The light produced is so faint that they must build extremely sensitive equipment even to detect it. They use a liquid nitrogen cooled camera with a light tight box. This collects approximately 90% of the light protons and can image for 1m-6m. When they used this light box they found that they were seeing extra spots. It turned out that they were actually seeing cosmic ray artifacts left over from the Big Bang. They had to create an image processing algorithm to get rid of the spots.
Dr. Wilson is also working on imaging of clusterin (secretory), sCLU. It is unregulated when the cell is stressed by a cyto-toxic agent such as a chemotherapy drug or PDT or by radiation. The first experiment performed was with IR dose response cells on wall plates. They created a transgenic mouse with the luciferase reporter and got stimulation of the reporter gene.
Work is also being completed on the clearance of bacterial pneumonia. Bacterial cells bioluminess and so in vivo (alive) imaging can be conducted. This results in fewer mice in space and repeated imaging from the same mice. Since they use the same mice, they don’t have to kill as many and can receive better data since they are using the same animal as their control.
Dr. Wilson also discussed work on an MRI imaging agent. Paramagnetic nanoparticles are being used since they have different ligands that allow attachment to cancer cells. This is a contrast agent that would provide earlier detection. They refer to them as “smart” MRI agents for molecular imaging and this is a wonderful area of research because it would allow noninvasive techniques for detecting of cancer in humans.
Controlled drug release to a target is another area of research being conducted. A small millirod with a chemotherapy agent can be introduced straight to a tumor. Imaging of these millirods has been done so as to learn how to optimize the amount of agent to use. This is being done so that doctors can spare as much normal tissue as possible during treatment.

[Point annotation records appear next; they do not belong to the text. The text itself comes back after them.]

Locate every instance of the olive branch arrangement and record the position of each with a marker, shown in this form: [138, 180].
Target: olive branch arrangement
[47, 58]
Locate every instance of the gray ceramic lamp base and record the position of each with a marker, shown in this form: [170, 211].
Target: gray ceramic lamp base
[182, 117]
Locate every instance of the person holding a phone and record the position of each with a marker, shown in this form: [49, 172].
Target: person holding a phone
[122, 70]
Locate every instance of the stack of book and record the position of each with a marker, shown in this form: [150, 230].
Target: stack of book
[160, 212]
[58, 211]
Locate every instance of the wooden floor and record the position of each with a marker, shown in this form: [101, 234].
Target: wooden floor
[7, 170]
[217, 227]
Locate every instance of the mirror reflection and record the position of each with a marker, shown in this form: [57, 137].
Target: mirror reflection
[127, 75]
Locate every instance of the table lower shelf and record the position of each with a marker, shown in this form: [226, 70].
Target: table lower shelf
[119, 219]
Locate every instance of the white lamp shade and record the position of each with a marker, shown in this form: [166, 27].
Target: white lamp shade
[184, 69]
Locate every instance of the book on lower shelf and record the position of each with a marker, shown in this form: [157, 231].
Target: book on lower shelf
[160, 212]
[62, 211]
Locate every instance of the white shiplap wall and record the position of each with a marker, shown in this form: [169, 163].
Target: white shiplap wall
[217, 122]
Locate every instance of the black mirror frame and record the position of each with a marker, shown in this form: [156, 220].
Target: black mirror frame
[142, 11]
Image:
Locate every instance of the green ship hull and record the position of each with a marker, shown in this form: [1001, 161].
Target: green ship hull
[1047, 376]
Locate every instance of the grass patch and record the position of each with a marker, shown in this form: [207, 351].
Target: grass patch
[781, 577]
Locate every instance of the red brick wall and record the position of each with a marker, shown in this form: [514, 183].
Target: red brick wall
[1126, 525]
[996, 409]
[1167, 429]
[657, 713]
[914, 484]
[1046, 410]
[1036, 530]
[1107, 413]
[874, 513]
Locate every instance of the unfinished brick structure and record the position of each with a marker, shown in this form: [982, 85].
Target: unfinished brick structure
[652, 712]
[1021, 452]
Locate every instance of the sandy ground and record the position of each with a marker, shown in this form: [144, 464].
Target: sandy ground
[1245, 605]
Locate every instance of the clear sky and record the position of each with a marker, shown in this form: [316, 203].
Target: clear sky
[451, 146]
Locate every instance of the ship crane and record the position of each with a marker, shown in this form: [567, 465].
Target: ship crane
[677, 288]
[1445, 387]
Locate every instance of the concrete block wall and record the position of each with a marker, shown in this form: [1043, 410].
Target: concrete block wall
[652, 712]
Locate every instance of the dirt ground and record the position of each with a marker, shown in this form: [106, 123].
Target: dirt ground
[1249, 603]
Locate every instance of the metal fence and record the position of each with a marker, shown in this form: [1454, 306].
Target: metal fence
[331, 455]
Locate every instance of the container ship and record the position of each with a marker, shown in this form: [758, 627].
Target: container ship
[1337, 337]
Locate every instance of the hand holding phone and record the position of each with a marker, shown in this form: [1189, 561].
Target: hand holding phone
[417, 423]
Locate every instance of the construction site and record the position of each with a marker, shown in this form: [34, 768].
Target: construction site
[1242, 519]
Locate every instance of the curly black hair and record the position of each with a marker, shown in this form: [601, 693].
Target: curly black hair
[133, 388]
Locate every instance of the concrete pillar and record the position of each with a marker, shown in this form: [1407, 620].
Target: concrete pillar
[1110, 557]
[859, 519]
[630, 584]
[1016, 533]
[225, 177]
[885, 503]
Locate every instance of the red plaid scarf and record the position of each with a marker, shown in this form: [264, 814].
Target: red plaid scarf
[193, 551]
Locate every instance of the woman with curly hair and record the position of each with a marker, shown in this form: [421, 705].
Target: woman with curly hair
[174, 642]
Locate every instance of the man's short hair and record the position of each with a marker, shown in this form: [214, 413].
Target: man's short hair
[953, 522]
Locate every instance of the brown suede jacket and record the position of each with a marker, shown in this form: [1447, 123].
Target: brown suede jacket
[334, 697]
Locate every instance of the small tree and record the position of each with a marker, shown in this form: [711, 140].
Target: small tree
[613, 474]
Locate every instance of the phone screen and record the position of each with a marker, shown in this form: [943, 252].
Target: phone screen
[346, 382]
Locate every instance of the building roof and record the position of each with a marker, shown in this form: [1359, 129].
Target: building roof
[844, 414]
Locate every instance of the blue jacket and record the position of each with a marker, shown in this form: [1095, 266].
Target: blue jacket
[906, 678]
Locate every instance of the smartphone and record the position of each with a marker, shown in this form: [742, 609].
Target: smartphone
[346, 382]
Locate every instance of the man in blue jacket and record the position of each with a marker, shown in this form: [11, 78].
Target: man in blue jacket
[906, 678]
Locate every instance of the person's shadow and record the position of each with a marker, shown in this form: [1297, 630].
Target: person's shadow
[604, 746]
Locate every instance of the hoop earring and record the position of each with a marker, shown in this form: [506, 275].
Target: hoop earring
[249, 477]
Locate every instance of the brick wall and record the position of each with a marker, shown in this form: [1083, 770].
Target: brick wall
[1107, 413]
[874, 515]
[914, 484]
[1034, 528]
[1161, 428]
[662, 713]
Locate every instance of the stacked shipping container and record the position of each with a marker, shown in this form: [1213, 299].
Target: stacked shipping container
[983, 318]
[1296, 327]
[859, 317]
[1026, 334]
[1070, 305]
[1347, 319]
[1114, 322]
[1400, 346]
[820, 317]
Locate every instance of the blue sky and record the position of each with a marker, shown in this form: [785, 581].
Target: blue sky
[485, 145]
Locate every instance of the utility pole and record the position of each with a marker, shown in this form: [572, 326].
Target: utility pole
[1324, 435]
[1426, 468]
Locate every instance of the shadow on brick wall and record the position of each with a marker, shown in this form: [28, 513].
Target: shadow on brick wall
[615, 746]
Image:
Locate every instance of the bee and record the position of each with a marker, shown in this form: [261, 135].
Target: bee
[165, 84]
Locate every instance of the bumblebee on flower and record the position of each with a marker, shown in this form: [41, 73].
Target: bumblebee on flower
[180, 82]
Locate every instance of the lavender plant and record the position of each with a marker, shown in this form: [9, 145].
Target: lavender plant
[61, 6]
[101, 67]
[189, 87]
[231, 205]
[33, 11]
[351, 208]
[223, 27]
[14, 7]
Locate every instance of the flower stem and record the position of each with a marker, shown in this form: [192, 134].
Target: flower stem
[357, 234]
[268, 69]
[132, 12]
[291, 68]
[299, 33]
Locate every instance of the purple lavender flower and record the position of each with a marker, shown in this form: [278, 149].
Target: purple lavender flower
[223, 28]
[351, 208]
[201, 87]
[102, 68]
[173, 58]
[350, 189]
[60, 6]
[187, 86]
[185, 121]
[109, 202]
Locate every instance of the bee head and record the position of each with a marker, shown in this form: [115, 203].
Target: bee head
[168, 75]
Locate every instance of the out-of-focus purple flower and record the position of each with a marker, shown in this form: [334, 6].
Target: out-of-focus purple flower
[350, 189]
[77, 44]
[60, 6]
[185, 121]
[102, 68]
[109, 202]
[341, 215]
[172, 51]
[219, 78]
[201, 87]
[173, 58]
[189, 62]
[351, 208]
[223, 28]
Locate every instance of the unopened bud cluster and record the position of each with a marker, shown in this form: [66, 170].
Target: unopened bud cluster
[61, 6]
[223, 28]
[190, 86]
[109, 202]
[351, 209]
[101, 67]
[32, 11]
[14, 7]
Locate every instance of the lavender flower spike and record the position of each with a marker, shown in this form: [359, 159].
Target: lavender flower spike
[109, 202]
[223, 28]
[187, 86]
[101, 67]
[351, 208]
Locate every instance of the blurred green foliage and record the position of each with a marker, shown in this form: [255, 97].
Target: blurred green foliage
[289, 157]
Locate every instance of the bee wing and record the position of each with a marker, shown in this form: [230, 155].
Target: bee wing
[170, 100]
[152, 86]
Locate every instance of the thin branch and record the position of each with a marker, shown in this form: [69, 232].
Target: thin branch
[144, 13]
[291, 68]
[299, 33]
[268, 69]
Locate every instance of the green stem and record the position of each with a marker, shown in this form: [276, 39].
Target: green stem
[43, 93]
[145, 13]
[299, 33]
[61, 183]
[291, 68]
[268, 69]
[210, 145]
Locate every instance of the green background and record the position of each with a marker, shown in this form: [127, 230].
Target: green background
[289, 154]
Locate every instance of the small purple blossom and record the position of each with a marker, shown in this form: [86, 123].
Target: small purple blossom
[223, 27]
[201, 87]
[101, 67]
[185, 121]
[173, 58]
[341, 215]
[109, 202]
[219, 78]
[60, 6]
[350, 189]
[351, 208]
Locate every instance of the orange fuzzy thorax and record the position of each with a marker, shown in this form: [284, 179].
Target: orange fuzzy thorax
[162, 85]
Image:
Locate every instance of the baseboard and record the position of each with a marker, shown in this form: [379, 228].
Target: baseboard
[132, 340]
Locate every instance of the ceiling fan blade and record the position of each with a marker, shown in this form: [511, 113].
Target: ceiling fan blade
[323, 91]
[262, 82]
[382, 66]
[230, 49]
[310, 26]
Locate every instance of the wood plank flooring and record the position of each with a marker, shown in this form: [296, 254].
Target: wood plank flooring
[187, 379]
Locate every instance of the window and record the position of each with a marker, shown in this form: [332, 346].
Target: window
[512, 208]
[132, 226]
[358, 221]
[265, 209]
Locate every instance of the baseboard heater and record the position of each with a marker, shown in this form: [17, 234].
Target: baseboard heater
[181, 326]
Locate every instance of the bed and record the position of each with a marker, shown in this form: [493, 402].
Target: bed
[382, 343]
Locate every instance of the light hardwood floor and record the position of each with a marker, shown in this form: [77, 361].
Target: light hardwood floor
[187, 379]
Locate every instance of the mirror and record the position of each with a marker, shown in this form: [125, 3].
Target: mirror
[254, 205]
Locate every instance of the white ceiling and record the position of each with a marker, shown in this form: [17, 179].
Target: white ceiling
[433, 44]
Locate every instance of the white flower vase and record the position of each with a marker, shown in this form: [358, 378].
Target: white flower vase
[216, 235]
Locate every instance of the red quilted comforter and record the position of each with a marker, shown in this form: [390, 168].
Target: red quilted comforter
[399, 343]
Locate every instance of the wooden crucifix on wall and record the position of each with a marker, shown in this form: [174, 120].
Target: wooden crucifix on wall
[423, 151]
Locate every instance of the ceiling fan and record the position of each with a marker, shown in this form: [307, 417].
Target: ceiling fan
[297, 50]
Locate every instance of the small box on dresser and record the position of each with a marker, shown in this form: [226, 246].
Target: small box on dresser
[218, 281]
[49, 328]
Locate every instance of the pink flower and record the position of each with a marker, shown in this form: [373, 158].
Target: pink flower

Another focus of research is in imaging of stem cell therapies. Stem cells can take on many characteristics and so researchers want to see how they affect the body if injected into mice or humans. Dr. Wilson’s been working on imaging of stem cells, specifically on applications of homing to injuries and proliferation.
Research is being completed on gene therapy of cystic fibrosis. The control is NaI and a small animal scanner is used. Areas of research in imaging related to cancer are mouse models of disease, development of early events, development of MR pulse sequences, EM coils, computer science, 3D rendering, and building of new equipment, etc.
The last topic covered in Dr. Wilson’s presentation was regarding cryo-imaging of frozen mice. This method achieves extremely high resolution and contrast compared to MRI and other similar imaging techniques. This is also a great way to image stem cells, even single cells (e.g. adrenal).
There was a brief question and answer session after the presentation, where several different topics were brought up:
One of the RAs asked how the millirods are inserted during the experimenting. Dr. Wilson responded that they are inserted through a small, hollow needle. Dr. Wilson explained how often they will implant human diseased cells (cancer, etc.) into immunally suppressed mice so it will incubate. He also described how he felt that radiation would be the rate-limiting problem for a Mars human exploration mission. Apparently the normal human field magnet for an MRI is around 1.5 Tesla, whereas a high field magnet for a mouse MRI is around 9 Tesla. The last information Dr. Wilson provided was to say that for PET imaging they need a cyclotron to make drugs, but that it has much better resolution than bioluminescence.